3.2 I poteri-doveri del Presidente del CdA
Nel modello di amministrazione informata, nel quale l’adeguatezza dei flussi informativi rappresenta uno strumento imprescindibile della governance societaria, il presidente del CdA è chiamato a svolgere un ruolo centrale. Ai sensi dell’art. 2381 comma 1 c.c., infatti, al presidente del CdA è attribuito il potere di:
- convocare il CdA;
- fissare l’ordine del giorno;
- coordinare i lavori;
- provvedere affinché tutti i consiglieri ricevano adeguate informazioni sulle materie iscritte all’ordine del giorno, in prospettiva della riunione consiliare.
A tali poteri-doveri si aggiungono quelli connaturati alla funzione stessa di presidente di un organo collegiale, ovvero quelli di regolare la discussione e il voto, di ricevere le richieste e le dichiarazioni di astensione dei consiglieri presenti, di proclamare il risultato delle votazioni, di curarne la verbalizzazione, di dichiarare sciolta la riunione, etc.
Il potere di convocazione attribuito al presidente consente a quest’ultimo di esercitare una notevole influenza sull’attività dell’organo delegato; tale influenza può manifestarsi, ad esempio, attraverso la frequente convocazione del CdA – che ha il potere di impartire direttive agli organi delegati e avocare a sé operazioni rientranti nella delega (v. par. 3.1) – con lo scopo di aumentare il controllo del consiglio sui consiglieri delegati e far adottare a questi alcune decisioni ovvero impartire a questi direttive con una certa frequenza.
Sebbene i poteri attribuiti dalla legge al presidente consentano astrattamente a quest’ultimo quanto sopra illustrato, la fisiologia del rapporto tra presidente e organi delegati è, nella generalità dei casi, differente e generalmente la convocazione del CdA avviene di concerto tra il presidente e l’organo delegato. Inoltre, per individuare le materie da inserire all’ordine del giorno e ottenere le informazioni da fornire ai consiglieri, il presidente deve rivolgersi agli amministratori delegati e alle strutture apicali della società; sono questi, infatti, i soggetti al corrente delle tematiche da trattare e in possesso delle informazioni necessarie al CdA per valutare le decisioni da intraprendere.

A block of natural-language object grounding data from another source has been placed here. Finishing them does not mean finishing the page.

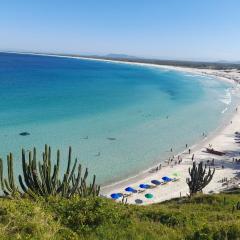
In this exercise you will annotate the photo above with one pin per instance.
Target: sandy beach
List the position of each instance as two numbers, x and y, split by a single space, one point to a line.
223 139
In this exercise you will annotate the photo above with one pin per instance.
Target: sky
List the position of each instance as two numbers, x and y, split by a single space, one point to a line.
164 29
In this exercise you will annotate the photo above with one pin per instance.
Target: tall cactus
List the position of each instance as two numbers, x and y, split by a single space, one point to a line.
199 177
8 185
42 178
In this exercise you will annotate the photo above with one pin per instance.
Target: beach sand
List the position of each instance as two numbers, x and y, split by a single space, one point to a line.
222 140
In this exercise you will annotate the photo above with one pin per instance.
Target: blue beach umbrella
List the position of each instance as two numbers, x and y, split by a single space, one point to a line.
116 195
166 179
130 189
145 186
156 182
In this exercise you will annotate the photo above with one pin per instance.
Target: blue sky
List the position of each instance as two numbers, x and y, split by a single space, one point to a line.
168 29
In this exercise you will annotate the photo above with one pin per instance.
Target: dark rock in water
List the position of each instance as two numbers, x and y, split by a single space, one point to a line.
112 139
24 134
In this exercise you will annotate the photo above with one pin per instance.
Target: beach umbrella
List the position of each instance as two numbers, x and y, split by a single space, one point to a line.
148 195
116 195
176 174
166 179
130 189
156 182
145 186
138 201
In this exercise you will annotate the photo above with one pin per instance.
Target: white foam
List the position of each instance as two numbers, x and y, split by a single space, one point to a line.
227 98
224 110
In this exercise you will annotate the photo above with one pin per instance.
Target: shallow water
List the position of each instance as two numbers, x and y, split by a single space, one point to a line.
119 118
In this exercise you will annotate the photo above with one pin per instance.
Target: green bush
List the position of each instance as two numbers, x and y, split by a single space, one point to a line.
202 217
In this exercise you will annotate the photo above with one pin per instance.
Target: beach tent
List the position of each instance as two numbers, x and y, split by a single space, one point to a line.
148 195
156 182
116 195
166 179
130 189
145 186
138 201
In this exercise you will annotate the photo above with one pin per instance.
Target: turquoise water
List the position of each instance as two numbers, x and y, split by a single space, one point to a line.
119 118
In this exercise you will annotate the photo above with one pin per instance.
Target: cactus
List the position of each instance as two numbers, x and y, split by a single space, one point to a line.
8 185
199 178
42 178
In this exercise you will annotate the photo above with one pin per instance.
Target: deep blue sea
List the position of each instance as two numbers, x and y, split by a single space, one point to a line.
118 118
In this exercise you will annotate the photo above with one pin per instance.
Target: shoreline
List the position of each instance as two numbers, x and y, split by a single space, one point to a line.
222 139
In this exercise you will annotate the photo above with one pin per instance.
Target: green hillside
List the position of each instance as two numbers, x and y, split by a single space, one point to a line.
202 217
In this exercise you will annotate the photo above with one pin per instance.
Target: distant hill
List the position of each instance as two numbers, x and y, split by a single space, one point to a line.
116 55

L’elemento fondamentale in cui si realizza l’informativa pre-consiliare è quello dell’ordine del giorno, che ha la funzione di rendere edotti gli amministratori circa i temi su cui il consiglio è chiamato a discutere e deliberare; esso permette al presidente di portare all’attenzione del CdA le attività gestionali su cui stanno operando autonomamente gli organi delegati. L’ordine del giorno rappresenta quindi un elemento essenziale ai fini del corretto funzionamento del CdA ed una priorità logica rispetto all’obbligo dei consiglieri di agire in modo informato ed al correlato potere-dovere di chiedere agli organi delegati che in consiglio siano fornite specifiche informazioni. La preventiva conoscenza delle materie su cui il CdA è chiamato a deliberare consente infatti a ciascun amministratore la ponderazione degli argomenti stessi in via preventiva e l’assunzione in consiglio di posizioni decisorie e di controllo informate.

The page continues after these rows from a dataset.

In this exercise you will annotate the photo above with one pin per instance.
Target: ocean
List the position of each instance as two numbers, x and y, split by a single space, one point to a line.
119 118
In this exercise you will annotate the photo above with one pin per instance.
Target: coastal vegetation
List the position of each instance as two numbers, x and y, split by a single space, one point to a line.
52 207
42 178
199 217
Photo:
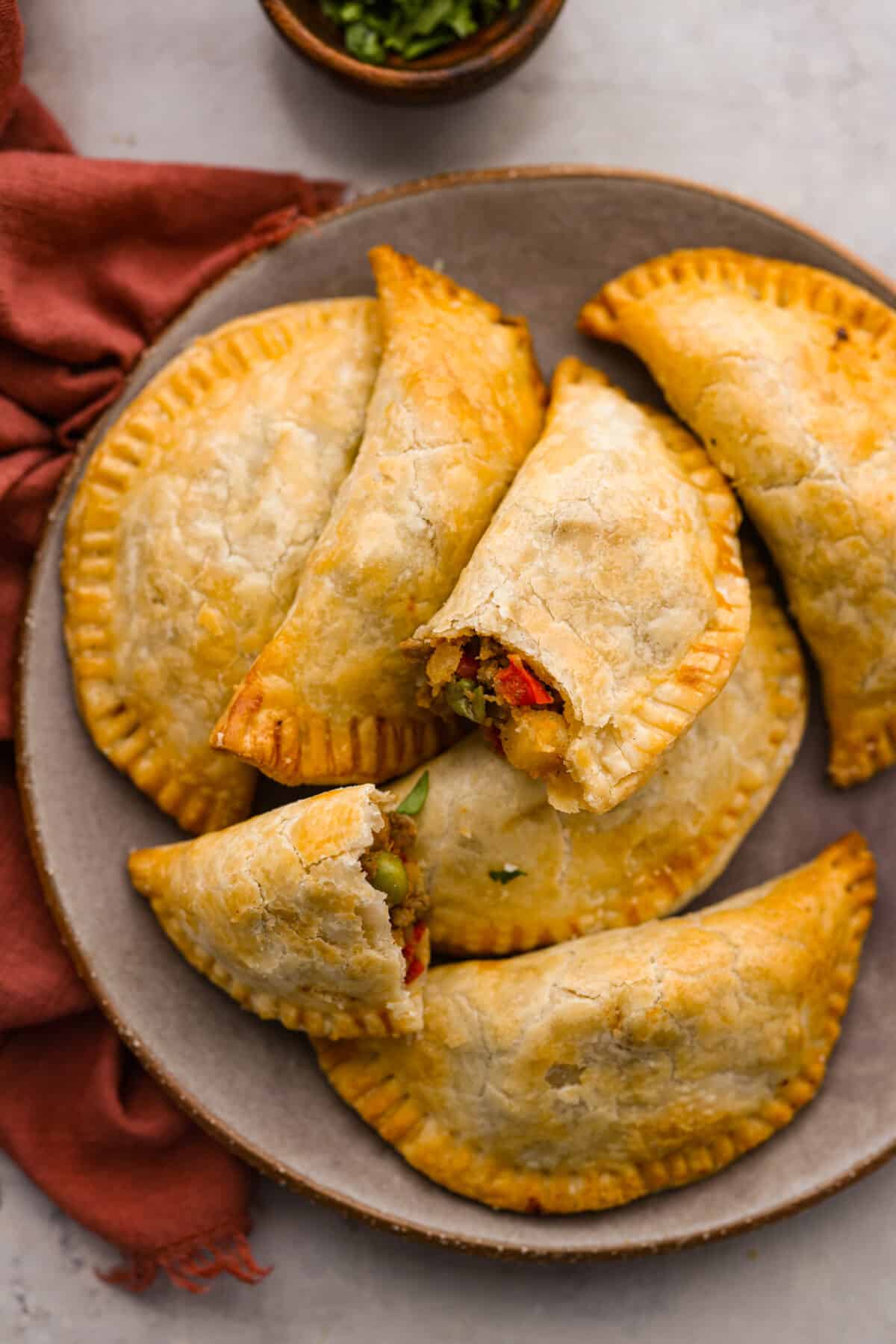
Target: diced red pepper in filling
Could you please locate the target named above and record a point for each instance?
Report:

L’individuazione delle materie da inserire all’ordine del giorno è compito particolarmente delicato; il presidente del CdA deve infatti, valutare attentamente il numero di delibere che il consiglio è tenuto a esaminare in rapporto al tempo riservato alla riunione – per assicurare che la dialettica consiliare non sia penalizzata da un eccessivo numero di argomenti concentrati in un tempo insufficiente – e , misurare la rilevanza delle deliberazioni da sottoporre al CdA, in modo tale da assicurare un esame più approfondito alle tematiche più rilevanti, nonché l’eventuale presenza di delibere relative a argomenti riservati, che richiedono di prestare attenzione alla circolazione delle informazioni tra i consiglieri.

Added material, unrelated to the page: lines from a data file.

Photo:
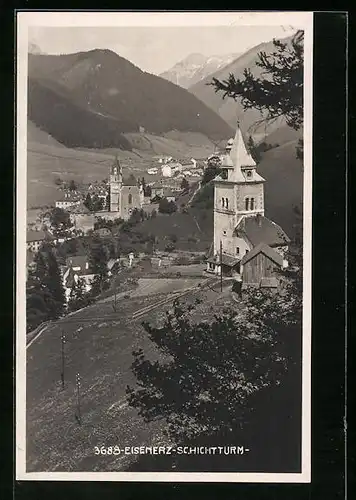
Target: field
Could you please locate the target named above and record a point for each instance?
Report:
(99, 346)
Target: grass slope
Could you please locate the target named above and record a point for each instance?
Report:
(47, 159)
(284, 186)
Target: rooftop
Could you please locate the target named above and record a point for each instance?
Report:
(77, 261)
(259, 229)
(269, 283)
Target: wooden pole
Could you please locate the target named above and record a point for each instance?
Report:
(220, 265)
(63, 341)
(115, 293)
(79, 415)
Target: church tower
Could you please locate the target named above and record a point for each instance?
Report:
(238, 194)
(115, 186)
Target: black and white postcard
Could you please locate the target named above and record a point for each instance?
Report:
(164, 222)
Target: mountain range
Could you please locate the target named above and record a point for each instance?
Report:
(195, 68)
(90, 99)
(251, 121)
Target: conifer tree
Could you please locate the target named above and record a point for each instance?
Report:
(98, 258)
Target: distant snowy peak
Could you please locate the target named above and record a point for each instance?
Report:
(195, 68)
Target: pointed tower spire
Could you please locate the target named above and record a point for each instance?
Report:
(239, 154)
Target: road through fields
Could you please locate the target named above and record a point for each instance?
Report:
(99, 347)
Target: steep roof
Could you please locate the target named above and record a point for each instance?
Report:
(130, 181)
(168, 192)
(259, 229)
(239, 155)
(227, 260)
(77, 261)
(267, 251)
(69, 196)
(269, 283)
(79, 209)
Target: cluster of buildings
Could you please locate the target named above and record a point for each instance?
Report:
(170, 167)
(247, 245)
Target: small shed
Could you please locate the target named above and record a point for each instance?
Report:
(260, 263)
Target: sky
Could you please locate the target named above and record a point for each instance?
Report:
(155, 49)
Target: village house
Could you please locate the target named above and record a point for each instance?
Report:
(77, 267)
(81, 217)
(169, 195)
(170, 169)
(157, 190)
(152, 171)
(35, 239)
(261, 265)
(125, 194)
(68, 199)
(246, 243)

Si ritiene comunque che, alla luce della natura collegiale del CdA, ciascun consigliere possa chiedere l’inserimento nell’ordine del giorno di questioni non inserite nello stesso dal presidente, anche qualora tale facoltà non sia prevista dallo statuto.
Al presidente del CdA spetta poi il coordinamento dei lavori del consiglio; tale compito si articola in una serie di adempimenti non tipizzati quali l’apertura della seduta del consiglio, la moderazione della discussione relativa a ciascun argomento all’ordine del giorno attraverso la definizione dell’ordine e della durata degli interventi, la sollecitazione della votazione delle singole questioni e la proclamazione dei risultati delle votazioni, la chiusura della seduta consiliare. La condotta del presidente deve tendere a ridurre le asimmetrie informative generalmente esistenti tra i consiglieri, stimolando i soggetti in possesso di maggiori informazioni a condividerle con il plenum, per garantire una collegialità informata.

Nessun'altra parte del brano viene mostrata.